Les musulmans font appel aux Almoravides venus de l’atlas marocain pour contrôler l’avance des puissances chrétiennes. Ce sont des fanatiques religieux qui convertissent tout le monde, y compris Maïmonide qui devient Morisco, et s’enfuit sous ce masque.
Gabirol s’enfuit à Saragosse et rejoint son ami le Rabbin Moïse Ben Nahman qui dirige l’école juive de Gérone.
Alphonse X ayant déjà fait appel à Mochon comme traducteur, est un sage ; c’est l’empereur d’Occident. Il sait ce qui se trame et l’invite, lui et sa famille, à émigrer vers le nord. La menace Almoravide se fait de plus en plus proche.
Mouchon et Rachelika courent vers l’école talmudique et entrent à grand bruit : « Vous, mes frères, abandonnez tout et suivez-moi jusqu’à Tolède ! »
Aussitôt dit, aussitôt fait : Mouchon s’installe dans l’une des deux Aljamas de Tolède ; il y a là 10 synagogues et 5 madrisas. Et voilà de nouveau les Juifs sur les routes du nord, abandonnant tout de leurs maisons.
Mochon rencontre Abraham Ben David, qui écrit tous les jours sa petite chronique juive.
La famille Abulafia, riche banquier, va aider Mochon et sa famille à se réinstaller. Le roi Alphonse X crée l’école de traducteur ; Mochon est très doué en langues et apprend sans peine le castillan.
Les Juifs fuient vers la Castille, le Léon, l’Aragon et la Catalogne ; ils bénéficieront des fueros qui leur concèdent les mêmes droits qu’aux chevaliers, ainsi que de la presura, concession de terre que l’on met à leur disposition pour la cultiver et en retirer des revenus substantiels. C’est pourquoi, il y avait beaucoup d’Aljamas de caractère rural.
En 1263, Moche Ben Nahman est convoqué dans la synagogue de Barcelone à la première dispute théologique.
En 1348, l’épidémie de peste noire ayant pour cible les Aljamas, les chrétiens s’empressent d’interpréter ce malheur comme un châtiment divin. Les Juifs se convertissent de façon délibérée.
Après s’être rangés du côté de Pierre Ier en guerre civile avec Henri II, les Juifs seront assassinés, brûlés sur des bûchers ; Pierre Ier le cruel détruira les Calls de Barcemone, Lérida Cervera Tarrega.
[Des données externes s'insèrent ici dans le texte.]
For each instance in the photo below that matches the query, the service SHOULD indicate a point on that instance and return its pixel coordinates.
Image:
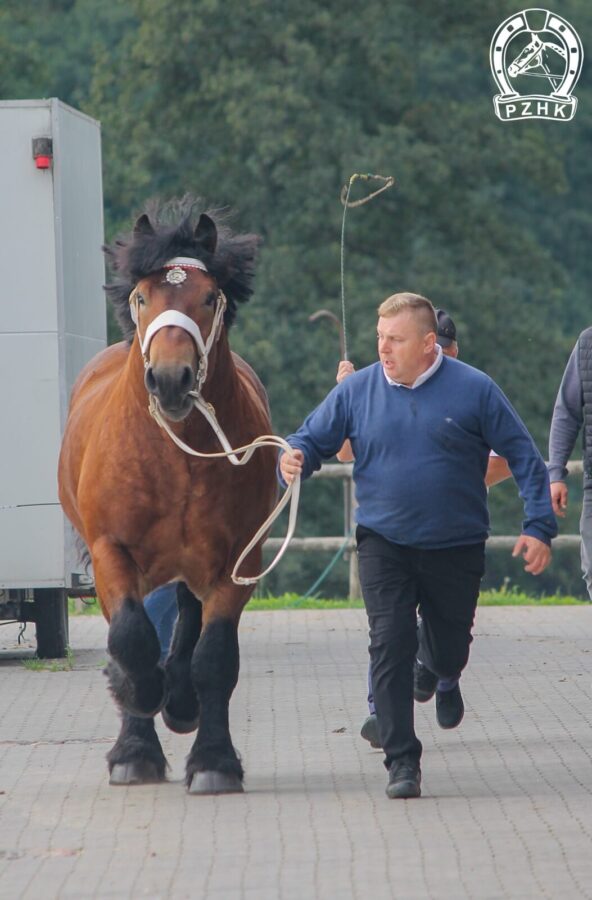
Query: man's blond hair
(422, 309)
En 1391, l’Archidiacre d’Ecija en Andalousie, donne l’ordre de piller et brûler les Aljamas de Séville : Cendal Real Huete, Cuenca, Tolède, Valence, Burgos. Les Aljamas sont rasés ; de la conversion délibérée, on passe à la conversion forcée.
L’Inquisition destinée à débusquer les hérétiques encourage les Malsines à débusquer les crypto-Juifs hérétiques.
Il y a là vraiment trop d’analogies avec les physionomistes de la seconde guerre mondiale chargés de faire la chasse aux Juifs.
En 1469, par le mariage de Ferdinand d’Aragon, devenu roi d’Aragon de Catalogne, de Valence et de Majorque, avec Isabelle de Castille, le pays se trouve pratiquement réunifié, sauf le royaume de Grenade.
Après s’être faits financer auprès de Don Isaac Abravanel pour conquérir le dernier royaume de Grenade, Isabelle et Ferdinand édictent le décret d’expulsion des Juifs.
C’est le 14 août 1492, jour de Techa Be Av, que les Juifs sont tenus de quitter le pays sous peine de mort.